Menteri Luar Negeri (Menlu) Republik Indonesia (RI), Retno Marsudi menyatakan bahwa justru di tengah situasi yang serba genting seperti sekarang ini serta bagaimana sikap beberapa negara yang justru dipenuhi akan psikologis rivalitas bahkan sudah mengarah pada hal-hal yang tidak sehat lagi, Indonesia sendiri justru memiliki sikap yang sangat terbalik. Pasalnya bangsa ini akan terus secara giat menjalin kerja sama dan juga terus menebarkan spirit solidaritas serta perdamaian.

Perlu diketahui pula bahwa Indonesia sendiri merupakan negara terbesar di ASEAN, yang mana memiliki beberapa peran strategis sekaligus, utamanya adalah pada beberapa lingkungan seperti di Laut China Selatan. Bagaimana tidak, pasalnya terdapat kabar bahwa Amerika Serikat (AS) telah melakukan kritik keras terhadap China lantaran mengklaim wilayah tersebut dengan dasar sejarah sembilan garis putus-putus. Klaim yang dilakukan oleh China tersebut sontak ditolak oleh Pengadilan Arbitrase Internasional dengan alasan landasan hukumnya tidak jelas. AS pun, memberikan kritik tajamnya karena menganggap China telah melanggar hukum Internasional.

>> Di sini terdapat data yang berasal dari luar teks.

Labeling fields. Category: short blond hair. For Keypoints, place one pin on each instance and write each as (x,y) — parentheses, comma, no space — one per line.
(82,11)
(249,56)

Dengan potensi serta resiko konflik yang bisa saja terjadi itu, karena memang militer dari kedua belah pihak negara, yakni AS dan China langsung hadir di Laut China Selatan, maka besar pula kemungkinan pecahnya konflik dan merembet hingga di kepulauan Natuna. Terkait dengan hal tersebut Indonesia sebagai negara terbesar ASEAN memiliki peranan dan juga posisi yang sangatlah strategis untuk bisa meredam konflik yang mungkin akan terjadi.

Kasus kedua adalah bagaimana peran penting Indonesia dalam upaya perdamaian di Myanmar lantaran jika konflik di sana terus dibiarkan maka tentu akan mengguncang stabilitas ASEAN pula. Indonesia terus berupaya untuk mampu mengembalikan kekuasaan junta militer di Myanmar supaya diberikan kepada Pemerintahan sipil lantaran rezim junta dinilai telah sangat banyak melakukan pelanggaran HAM berat sehingga pihak oposisi pun terpaksa juga harus melakukan perlawanan bersenjata.

Tidak bisa dipungkiri lagi bahwa Indonesia yang merupakan negara senior dan terbesar di kawasan ASEAN akan terus memimpin untuk terciptanya iklim perdamaian serta menjaga stabilitas seluruh negara di kawasan tersebut tanpa terkecuali. Sebagai Presidensi G20 juga, lantas bentuk kontribusi dari Bangsa ini sangatlah besar bagi Asia Tenggara dan Indo-Pasifik.